Ini Alasan Orang Yahudi tak Boleh Sembahyang di Masjid al-Aqsa
Pandangan ini sudah lama menjadi pandangan minoritas di kalangan Yahudi di Israel dan seluruh dunia, namun tidak selalu jauh dari pandangan umum.
Salah satu cerita yang populer – namun mungkin diragukan kebenarannya – datang dari Jenderal Uzi Narkiss, yang memimpin pasukan Israel dalam merebut Kota Tua pada tahun 1967. Dia mengklaim bahwa Shlomo Goren, yang saat itu menjabat sebagai kepala rabi militer dan kemudian menjadi kepala rabi Israel, telah mendesaknya untuk merebut Kota Tua untuk meledakkan Masjid al-Aqsa.
Meskipun Goren dan yang lainnya menyangkal pernyataan Narkiss, dia adalah seorang pendukung terkemuka ibadah Yahudi di Temple Mount.

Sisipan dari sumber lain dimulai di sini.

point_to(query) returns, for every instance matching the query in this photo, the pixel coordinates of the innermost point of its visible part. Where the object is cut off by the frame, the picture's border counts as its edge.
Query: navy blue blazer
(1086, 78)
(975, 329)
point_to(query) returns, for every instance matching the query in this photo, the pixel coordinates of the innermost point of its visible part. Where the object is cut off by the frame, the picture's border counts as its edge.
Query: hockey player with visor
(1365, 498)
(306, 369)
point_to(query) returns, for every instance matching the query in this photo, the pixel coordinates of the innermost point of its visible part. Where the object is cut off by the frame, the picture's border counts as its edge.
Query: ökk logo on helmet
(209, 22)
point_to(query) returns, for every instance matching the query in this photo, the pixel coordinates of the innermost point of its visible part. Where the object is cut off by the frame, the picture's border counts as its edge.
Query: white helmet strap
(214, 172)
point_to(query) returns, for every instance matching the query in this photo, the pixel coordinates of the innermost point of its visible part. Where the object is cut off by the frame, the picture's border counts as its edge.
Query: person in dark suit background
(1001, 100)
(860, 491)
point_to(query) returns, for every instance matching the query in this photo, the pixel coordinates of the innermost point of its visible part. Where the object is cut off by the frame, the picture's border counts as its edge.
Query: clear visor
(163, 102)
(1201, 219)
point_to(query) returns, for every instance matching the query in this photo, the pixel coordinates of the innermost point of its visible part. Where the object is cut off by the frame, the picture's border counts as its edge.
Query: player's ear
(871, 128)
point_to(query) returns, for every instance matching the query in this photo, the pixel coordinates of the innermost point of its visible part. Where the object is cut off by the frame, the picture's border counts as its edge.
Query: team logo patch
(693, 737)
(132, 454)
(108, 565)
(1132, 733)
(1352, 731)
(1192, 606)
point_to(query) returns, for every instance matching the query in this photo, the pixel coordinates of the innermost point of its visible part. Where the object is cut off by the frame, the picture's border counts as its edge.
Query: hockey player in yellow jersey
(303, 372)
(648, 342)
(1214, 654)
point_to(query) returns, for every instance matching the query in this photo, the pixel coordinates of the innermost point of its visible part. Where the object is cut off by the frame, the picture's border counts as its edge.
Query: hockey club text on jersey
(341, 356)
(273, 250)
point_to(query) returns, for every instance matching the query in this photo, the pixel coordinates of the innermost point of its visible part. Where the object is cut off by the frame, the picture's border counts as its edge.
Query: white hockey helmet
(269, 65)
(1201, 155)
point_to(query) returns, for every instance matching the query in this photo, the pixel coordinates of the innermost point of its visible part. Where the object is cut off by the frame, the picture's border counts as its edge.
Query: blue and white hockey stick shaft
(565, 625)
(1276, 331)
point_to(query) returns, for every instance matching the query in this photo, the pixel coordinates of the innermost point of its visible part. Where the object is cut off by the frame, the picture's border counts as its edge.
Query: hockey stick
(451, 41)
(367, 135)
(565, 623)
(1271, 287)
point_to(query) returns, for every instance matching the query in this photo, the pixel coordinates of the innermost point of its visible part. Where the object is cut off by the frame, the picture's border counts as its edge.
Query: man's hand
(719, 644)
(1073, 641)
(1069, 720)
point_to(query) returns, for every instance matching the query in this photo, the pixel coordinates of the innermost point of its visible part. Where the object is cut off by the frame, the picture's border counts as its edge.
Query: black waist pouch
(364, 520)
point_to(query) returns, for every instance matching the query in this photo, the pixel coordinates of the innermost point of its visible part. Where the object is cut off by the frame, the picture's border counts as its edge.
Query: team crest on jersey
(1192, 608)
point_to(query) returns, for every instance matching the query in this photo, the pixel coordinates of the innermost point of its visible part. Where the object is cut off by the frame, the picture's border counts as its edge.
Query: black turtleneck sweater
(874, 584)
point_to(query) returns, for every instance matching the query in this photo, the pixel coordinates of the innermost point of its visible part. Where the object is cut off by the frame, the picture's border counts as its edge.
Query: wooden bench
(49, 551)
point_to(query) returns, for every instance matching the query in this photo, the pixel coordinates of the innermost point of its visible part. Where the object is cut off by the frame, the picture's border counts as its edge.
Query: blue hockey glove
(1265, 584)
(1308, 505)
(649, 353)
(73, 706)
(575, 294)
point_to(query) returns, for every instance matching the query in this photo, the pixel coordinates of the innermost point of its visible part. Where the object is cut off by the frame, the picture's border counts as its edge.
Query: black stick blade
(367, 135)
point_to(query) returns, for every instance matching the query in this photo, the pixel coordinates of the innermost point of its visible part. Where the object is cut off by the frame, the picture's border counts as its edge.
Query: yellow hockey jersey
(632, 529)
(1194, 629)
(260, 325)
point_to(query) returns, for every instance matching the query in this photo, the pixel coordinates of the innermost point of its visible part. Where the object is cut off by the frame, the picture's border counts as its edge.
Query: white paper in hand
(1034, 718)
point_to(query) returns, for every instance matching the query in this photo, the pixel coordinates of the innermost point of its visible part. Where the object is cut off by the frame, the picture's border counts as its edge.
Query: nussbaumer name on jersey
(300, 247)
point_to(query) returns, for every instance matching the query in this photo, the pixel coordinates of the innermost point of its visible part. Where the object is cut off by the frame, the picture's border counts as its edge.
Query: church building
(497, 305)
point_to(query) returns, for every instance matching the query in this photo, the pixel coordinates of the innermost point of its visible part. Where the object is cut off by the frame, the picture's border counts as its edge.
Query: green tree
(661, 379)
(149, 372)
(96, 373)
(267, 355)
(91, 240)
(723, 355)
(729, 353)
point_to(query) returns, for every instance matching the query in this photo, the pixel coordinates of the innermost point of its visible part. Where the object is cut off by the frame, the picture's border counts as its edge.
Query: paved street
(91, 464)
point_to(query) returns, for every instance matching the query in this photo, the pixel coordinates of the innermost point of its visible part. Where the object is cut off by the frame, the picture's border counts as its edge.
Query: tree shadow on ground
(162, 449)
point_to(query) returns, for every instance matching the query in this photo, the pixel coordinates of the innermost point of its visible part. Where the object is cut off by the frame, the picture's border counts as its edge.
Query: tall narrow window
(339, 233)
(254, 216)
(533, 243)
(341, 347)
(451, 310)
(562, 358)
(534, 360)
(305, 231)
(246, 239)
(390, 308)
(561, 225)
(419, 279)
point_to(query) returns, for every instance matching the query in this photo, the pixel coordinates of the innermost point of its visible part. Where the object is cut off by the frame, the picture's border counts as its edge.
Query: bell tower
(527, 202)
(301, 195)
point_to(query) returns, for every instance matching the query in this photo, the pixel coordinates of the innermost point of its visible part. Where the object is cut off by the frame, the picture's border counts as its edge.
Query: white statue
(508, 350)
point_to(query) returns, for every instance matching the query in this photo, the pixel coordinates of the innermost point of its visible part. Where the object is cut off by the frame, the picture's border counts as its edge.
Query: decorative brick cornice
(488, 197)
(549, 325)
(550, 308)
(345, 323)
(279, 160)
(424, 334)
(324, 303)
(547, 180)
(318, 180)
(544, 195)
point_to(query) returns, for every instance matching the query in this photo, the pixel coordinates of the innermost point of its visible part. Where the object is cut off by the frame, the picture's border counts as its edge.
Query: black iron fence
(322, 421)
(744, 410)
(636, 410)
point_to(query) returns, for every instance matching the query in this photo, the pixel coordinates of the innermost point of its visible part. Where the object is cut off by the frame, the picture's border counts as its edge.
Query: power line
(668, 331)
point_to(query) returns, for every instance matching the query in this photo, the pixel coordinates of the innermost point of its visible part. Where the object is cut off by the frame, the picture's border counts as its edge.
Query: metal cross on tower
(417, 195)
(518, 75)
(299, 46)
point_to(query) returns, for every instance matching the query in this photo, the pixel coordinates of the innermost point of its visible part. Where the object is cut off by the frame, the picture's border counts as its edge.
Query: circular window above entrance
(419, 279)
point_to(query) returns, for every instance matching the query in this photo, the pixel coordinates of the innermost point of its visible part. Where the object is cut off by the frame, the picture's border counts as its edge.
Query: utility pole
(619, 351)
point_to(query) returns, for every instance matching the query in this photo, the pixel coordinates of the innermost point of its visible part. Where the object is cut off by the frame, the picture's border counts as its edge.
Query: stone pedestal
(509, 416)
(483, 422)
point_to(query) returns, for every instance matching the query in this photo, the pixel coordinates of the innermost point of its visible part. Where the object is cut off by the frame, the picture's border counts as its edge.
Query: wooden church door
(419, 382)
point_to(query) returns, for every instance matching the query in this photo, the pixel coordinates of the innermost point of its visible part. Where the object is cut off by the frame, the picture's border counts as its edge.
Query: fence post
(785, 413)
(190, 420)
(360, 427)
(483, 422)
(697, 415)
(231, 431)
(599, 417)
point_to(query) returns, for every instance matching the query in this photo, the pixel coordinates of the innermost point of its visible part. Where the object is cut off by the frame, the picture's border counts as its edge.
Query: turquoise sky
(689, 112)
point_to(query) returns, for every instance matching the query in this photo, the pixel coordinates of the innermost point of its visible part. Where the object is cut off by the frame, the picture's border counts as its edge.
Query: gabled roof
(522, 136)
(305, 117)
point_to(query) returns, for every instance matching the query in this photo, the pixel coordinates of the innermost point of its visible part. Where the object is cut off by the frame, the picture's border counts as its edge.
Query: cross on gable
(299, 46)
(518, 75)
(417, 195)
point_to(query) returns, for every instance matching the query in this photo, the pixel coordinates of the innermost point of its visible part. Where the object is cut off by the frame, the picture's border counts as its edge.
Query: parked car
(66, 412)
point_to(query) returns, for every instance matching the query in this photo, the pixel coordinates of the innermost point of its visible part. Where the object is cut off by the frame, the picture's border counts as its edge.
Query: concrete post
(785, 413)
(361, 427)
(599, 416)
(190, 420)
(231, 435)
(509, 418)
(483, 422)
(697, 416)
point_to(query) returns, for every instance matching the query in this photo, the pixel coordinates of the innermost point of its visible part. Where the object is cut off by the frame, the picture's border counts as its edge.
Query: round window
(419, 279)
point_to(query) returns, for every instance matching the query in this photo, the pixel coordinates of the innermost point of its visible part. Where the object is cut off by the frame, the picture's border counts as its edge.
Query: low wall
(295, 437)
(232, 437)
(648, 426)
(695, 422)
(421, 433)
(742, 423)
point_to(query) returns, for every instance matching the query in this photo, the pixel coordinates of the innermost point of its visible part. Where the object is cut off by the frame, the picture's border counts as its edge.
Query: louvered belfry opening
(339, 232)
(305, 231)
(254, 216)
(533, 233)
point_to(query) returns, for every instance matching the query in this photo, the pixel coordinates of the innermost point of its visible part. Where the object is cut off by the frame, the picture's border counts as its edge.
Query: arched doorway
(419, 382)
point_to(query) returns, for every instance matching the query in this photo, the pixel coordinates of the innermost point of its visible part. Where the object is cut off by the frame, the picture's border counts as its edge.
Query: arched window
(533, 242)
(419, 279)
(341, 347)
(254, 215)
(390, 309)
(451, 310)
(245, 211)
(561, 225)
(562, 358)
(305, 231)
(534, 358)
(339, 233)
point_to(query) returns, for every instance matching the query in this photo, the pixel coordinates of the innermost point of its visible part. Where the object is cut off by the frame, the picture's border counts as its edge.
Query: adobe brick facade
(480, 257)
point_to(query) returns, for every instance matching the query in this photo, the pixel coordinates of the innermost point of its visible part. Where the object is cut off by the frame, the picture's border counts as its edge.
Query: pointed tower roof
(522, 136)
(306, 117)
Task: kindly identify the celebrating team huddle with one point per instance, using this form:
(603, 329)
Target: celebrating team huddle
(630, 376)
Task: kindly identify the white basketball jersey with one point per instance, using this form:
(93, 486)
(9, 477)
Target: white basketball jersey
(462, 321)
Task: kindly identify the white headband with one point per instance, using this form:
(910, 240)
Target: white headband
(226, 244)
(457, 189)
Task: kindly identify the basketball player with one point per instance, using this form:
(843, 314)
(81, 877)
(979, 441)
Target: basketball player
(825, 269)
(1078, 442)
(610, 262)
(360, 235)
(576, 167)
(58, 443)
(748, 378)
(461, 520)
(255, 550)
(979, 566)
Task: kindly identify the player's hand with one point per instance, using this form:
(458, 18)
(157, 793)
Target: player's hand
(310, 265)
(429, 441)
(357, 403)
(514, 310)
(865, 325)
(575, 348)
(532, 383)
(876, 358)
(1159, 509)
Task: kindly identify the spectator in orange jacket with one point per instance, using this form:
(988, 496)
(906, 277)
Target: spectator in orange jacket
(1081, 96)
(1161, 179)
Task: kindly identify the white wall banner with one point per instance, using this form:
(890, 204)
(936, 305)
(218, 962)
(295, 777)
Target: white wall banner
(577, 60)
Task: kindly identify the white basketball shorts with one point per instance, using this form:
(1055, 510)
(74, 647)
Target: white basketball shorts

Ia memicu kontroversi pada bulan Agustus 1967 ketika dia memimpin sekelompok jamaah untuk berdoa di situs tersebut. Tindakannya memicu kecaman dari kalangan Muslim, Yahudi sekuler, dan Kepala Rabbi Yerusalem, yang menyatakan kembali bahwa orang Yahudi dilarang untuk beribadah di situs tersebut.
Meskipun sebelumnya ia menyangkal rencana penghancuran Masjid Al-Aqsa, ia kemudian dilaporkan mengatakan kegagalan penghancuran bangunan tersebut merupakan sebuah “tragedi” saat diwawancarai radio Israel.
Terlepas dari larangan orang Yahudi memasuki halaman masjid, selama bertahun-tahun kelompok pemukim Israel memasuki kompleks tersebut dengan didampingi oleh petugas keamanan Israel. Sampai saat ini mereka biasanya dilarang melakukan ritual keagamaan (kecuali secara diam-diam) untuk mencegah provokasi terhadap jamaah Muslim.
Insiden provokatif Israel yang paling terkenal di Al-Aqsa terjadi pada tanggal 28 September 2000, ketika pemimpin oposisi Israel saat itu Ariel Sharon memasuki halaman dengan dikawal oleh lebih dari 1.000 petugas polisi Israel dan menyatakan bahwa halaman tersebut akan selamanya berada di bawah kendali Israel.
Kunjungan tersebut – yang diizinkan oleh Kementerian Dalam Negeri Israel dan dilakukan dengan latar belakang perundingan perdamaian – memicu kemarahan warga Palestina, dan akhirnya berkembang menjadi Intifada Kedua yang mengakibatkan kematian lebih dari 3.000 warga Palestina dan lebih dari 1.000 warga Israel dalam jangka waktu lima tahun.